The panel based its work on ULI’s Building Healthy Places Initiative, which is intended to foster improved public health through changes to the built environment that promote more active lifestyles. After a two-day charrette in May, the panel made these recommendations for immediate implementation:
- Establish a broad-based task force to prepare a strategic plan to revitalize South City, replacing multiple uncoordinated ad hoc activities.
- Improve pedestrian facilities in the study area by installing sidewalks and energy-efficient streetlights with improved pedestrian street crossings, signage and way-finding
- Work with nonprofits to promote a mobile farmer’s market to provide better access to healthy foods in South City until creation of a permanent farmer’s market
- Give construction priority to phases of the planned Magnolia Drive Multi-Use Trail that will connect South City to the nearby campus of Florida A&M University (FAMU)
HGS shareholder and ULI member David Powell chaired the panel. Members included Dale Brill, principal of the Thinkspot consulting firm in Tallahassee; Russell Ervin, architect with Ervin Lovett & Miller of Jacksonville; Michael Frumkin, dean of the College of Health and Public Affairs at the University of Central Florida in Orlando; Christopher Jones, president of RDBG Consulting Group in Jacksonville; Paul Lewis, chief planning manager for the City of Orlando; Thomas Murphy, ULI’s senior resident fellow and a former mayor of Pittsburgh; and Wayne Reed, an engineer with R-A-M Professional Group in Jacksonville. All members served without compensation. The panel was organized by HGS attorney Jennifer Kilinski and ULI North Florida District Council Manager Carolyn Clark of Jacksonville.

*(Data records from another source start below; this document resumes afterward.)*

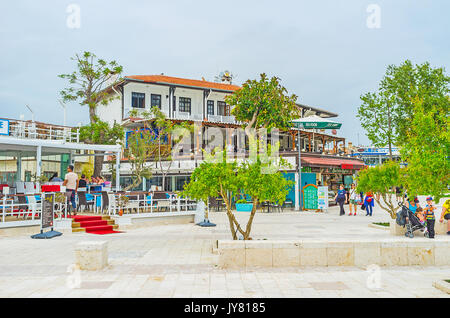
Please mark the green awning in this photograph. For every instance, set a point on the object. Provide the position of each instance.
(315, 122)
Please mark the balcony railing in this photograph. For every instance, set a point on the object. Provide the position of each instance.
(33, 130)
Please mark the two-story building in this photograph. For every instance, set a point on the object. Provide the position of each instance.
(203, 103)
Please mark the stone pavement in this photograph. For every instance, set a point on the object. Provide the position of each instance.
(178, 261)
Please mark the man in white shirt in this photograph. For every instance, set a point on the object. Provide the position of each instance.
(71, 184)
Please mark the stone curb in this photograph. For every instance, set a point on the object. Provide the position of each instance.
(442, 285)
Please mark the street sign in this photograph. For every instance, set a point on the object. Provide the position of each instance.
(47, 210)
(310, 197)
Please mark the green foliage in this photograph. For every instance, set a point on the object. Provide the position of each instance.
(99, 132)
(426, 150)
(162, 150)
(227, 179)
(382, 180)
(378, 115)
(140, 149)
(387, 114)
(263, 104)
(87, 82)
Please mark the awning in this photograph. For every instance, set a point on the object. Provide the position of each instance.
(341, 163)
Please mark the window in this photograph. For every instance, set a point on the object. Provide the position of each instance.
(137, 100)
(184, 104)
(155, 101)
(210, 107)
(223, 109)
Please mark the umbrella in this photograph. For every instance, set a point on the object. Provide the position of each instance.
(310, 122)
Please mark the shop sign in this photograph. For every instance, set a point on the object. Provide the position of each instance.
(4, 127)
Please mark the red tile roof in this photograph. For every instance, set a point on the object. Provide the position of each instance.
(183, 81)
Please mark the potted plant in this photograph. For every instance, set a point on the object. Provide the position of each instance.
(243, 206)
(122, 203)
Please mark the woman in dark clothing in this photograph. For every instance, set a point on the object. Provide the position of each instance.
(341, 197)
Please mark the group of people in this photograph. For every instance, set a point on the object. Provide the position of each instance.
(426, 215)
(354, 199)
(72, 183)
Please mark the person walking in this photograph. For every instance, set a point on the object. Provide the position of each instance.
(429, 216)
(369, 203)
(353, 199)
(55, 178)
(71, 184)
(341, 197)
(414, 205)
(445, 214)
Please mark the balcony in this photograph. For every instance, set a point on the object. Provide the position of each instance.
(222, 119)
(36, 130)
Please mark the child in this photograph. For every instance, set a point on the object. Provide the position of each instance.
(420, 215)
(429, 215)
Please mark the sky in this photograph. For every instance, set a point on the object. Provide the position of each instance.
(327, 52)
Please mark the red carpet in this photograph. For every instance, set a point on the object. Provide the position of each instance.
(94, 224)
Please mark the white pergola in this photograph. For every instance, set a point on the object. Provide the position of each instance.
(52, 147)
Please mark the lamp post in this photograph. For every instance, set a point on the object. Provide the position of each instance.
(64, 106)
(299, 170)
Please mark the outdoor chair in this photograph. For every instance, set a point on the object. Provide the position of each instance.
(105, 201)
(112, 206)
(133, 203)
(23, 206)
(214, 203)
(82, 201)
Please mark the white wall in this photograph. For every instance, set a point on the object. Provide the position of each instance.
(113, 111)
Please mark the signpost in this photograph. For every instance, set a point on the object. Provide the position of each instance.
(310, 197)
(322, 197)
(47, 217)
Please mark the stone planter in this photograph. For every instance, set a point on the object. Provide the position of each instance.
(244, 207)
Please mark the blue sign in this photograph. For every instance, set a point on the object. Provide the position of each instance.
(4, 127)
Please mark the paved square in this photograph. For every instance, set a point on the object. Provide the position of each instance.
(178, 261)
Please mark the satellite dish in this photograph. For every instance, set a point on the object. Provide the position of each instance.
(225, 76)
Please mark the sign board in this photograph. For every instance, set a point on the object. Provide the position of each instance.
(310, 198)
(47, 213)
(318, 125)
(322, 197)
(4, 127)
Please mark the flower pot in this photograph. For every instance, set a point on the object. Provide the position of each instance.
(244, 207)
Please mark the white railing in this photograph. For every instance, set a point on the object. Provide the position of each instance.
(145, 204)
(11, 207)
(32, 130)
(222, 119)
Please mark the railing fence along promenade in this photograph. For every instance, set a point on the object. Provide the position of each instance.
(26, 207)
(35, 130)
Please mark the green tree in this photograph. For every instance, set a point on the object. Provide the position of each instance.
(263, 104)
(228, 180)
(381, 181)
(87, 85)
(427, 149)
(406, 83)
(387, 114)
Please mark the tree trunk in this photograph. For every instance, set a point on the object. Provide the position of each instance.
(98, 164)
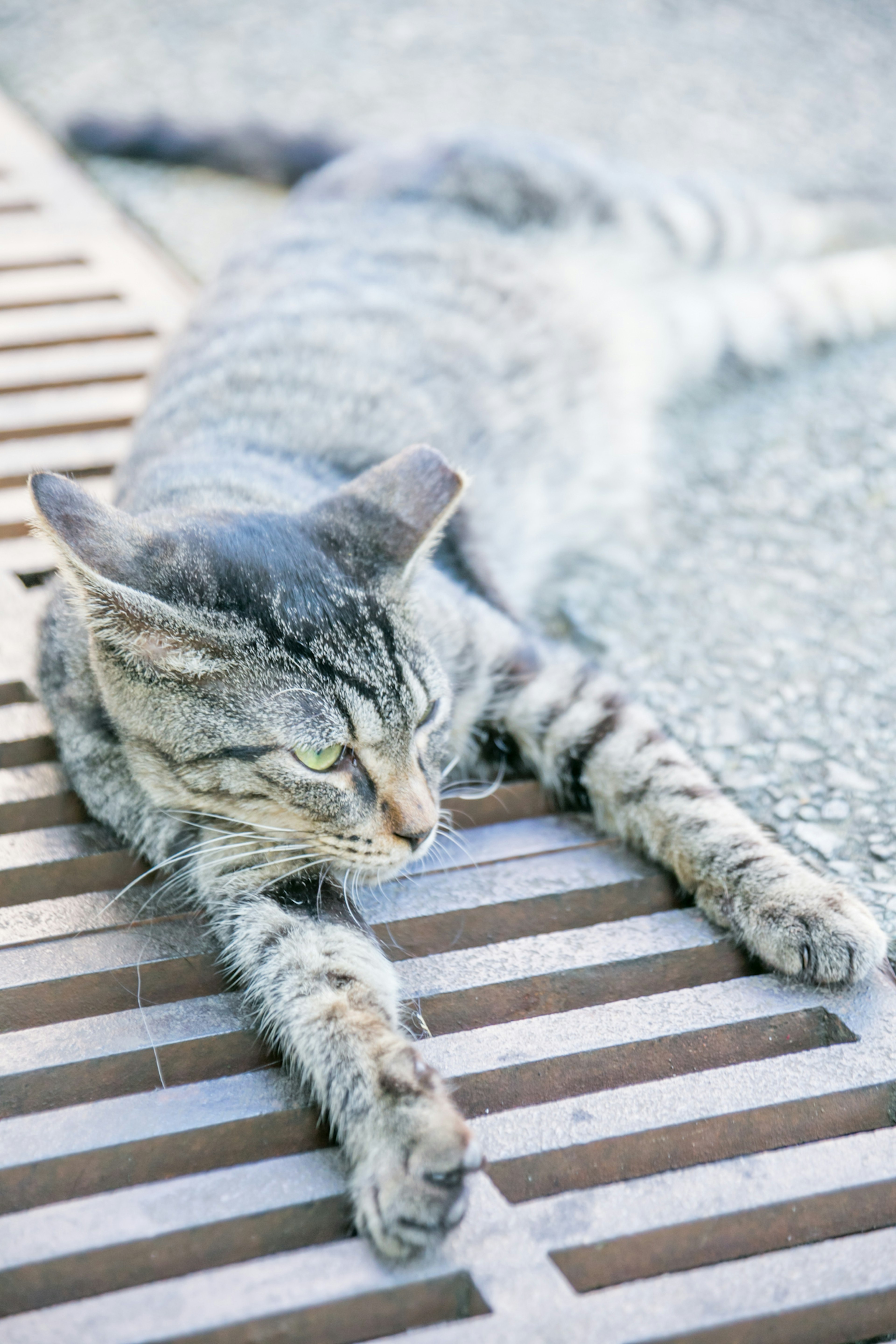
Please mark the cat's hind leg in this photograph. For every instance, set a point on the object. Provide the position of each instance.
(588, 742)
(328, 999)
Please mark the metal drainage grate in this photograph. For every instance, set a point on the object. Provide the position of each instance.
(680, 1147)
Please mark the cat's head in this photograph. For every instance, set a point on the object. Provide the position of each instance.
(264, 669)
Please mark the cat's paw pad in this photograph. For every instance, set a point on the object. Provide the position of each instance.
(817, 932)
(409, 1187)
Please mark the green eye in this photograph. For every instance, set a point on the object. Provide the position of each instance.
(319, 760)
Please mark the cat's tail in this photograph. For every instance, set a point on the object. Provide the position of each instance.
(249, 150)
(762, 320)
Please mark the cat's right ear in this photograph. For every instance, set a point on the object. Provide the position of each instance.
(390, 518)
(100, 550)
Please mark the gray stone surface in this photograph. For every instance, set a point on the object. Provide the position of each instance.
(762, 625)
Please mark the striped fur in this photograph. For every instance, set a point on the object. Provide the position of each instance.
(265, 584)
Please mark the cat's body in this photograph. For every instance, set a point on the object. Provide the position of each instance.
(526, 311)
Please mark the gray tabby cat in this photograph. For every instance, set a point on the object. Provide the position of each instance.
(260, 662)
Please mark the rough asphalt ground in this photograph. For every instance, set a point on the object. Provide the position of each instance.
(762, 628)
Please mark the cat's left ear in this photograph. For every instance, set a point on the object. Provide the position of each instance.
(390, 518)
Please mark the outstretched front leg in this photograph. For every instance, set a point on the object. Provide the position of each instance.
(328, 999)
(586, 742)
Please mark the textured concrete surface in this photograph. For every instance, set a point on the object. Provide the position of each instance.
(762, 627)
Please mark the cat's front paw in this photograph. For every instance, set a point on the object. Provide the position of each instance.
(815, 931)
(408, 1182)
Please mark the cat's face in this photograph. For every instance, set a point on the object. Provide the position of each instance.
(265, 681)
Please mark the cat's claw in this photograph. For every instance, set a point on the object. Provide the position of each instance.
(816, 932)
(409, 1189)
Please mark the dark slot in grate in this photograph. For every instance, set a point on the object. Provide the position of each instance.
(675, 1147)
(35, 579)
(711, 1241)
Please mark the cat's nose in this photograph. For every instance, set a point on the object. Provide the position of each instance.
(414, 838)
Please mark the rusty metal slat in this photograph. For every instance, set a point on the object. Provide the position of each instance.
(62, 862)
(132, 1051)
(89, 912)
(328, 1295)
(37, 796)
(133, 328)
(33, 415)
(143, 1234)
(731, 1237)
(523, 897)
(104, 972)
(136, 1050)
(26, 734)
(56, 366)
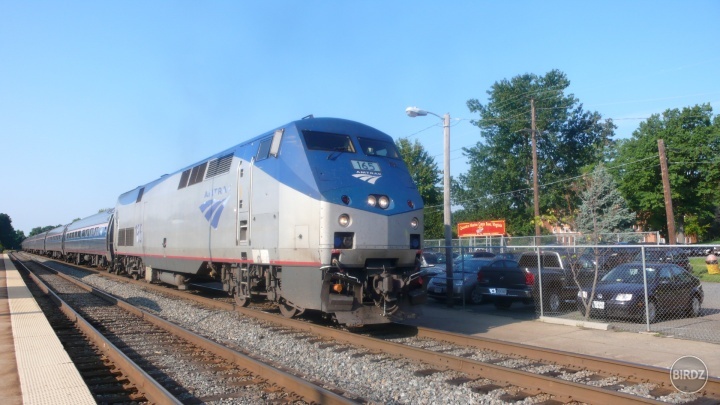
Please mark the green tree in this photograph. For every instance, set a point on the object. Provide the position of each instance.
(498, 184)
(426, 175)
(692, 139)
(38, 230)
(602, 210)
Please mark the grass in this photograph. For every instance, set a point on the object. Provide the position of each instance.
(700, 270)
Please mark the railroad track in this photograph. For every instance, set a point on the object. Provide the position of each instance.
(167, 363)
(486, 365)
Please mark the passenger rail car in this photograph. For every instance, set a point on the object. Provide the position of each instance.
(35, 243)
(320, 214)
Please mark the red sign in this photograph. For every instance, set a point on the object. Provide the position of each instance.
(481, 228)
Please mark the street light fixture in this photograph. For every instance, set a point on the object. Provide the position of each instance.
(416, 112)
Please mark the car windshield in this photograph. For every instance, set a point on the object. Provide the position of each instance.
(629, 274)
(376, 147)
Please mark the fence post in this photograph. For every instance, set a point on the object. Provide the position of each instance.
(647, 311)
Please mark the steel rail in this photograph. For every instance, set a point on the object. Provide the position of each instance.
(540, 383)
(306, 389)
(152, 390)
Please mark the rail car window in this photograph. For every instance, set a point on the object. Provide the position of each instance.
(184, 178)
(198, 174)
(375, 147)
(126, 236)
(328, 141)
(264, 149)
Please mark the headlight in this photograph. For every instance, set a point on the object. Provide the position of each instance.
(344, 220)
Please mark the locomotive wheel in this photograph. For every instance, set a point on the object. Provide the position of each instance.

“It is possible to change the trajectory of South City,” Murphy said. “There must, however, be the institutional capacity to do so, a sense of urgency, and strong city leadership and governance to move a strategic plan forward.”
The ULI panel recommended that Tallahassee and FAMU find ways to strengthen connections between FAMU and the predominantly African-American South City neighborhood. Recommendations included creating a pedestrian pathway from South City through the adjacent FAMU campus for a direct walking route to Bond Elementary School for South City youngsters, avoiding the need for them to cross busy arterial roads.
Another key recommendation was to establish a “community school” like Evans Community School in Orlando and similar schools in other parts of the U.S. Such schools bring together educational, public health, and community services under one roof and become a community hub. They can provide one-stop shopping for whole families that need easy access to a wide range. Evans school was created in 2012; academic performance there has soared, raising it from an F-rated to a B-rated school.
In response to the ULI panel’s presentation to the City Commission in May, Tallahassee recently announced a $100,000 short-term initiative in South City that included some of the panel’s recommendations. Commissioners also have expressed support for seeking a planning grant for a new community school from the $900,000 appropriation in the new state budget to plan new community schools in Florida. Other recommendations by the ULI panel included:
- Expand a just-created community garden and identification of an appropriate location for a permanent farmer’s market within South City to promote access to fresh fruits and vegetables
- Ask FAMU and Florida State University to establish baseline health metrics for South City, identify healthy outcomes and conduct periodic health impact assessments to track performance.
- Convert an old drainage ditch through the neighborhood into a Greenway Trail that would also connect South City to FAMU.
- Establish a partnership with Tallahassee Community College to promote adult education opportunities and workforce development.
- In partnership with the Community Redevelopment Agency, seek opportunities to secure private investment along the Adams and Monroe Street corridors.
- Identify potential catalytic retail sites in South City, including under-utilized shopping centers
- Promote financial incentives for expansion of existing businesses, such as New Market Tax Credits, and work with local lenders to direct capital investments to South City under the Community Reinvestment Act.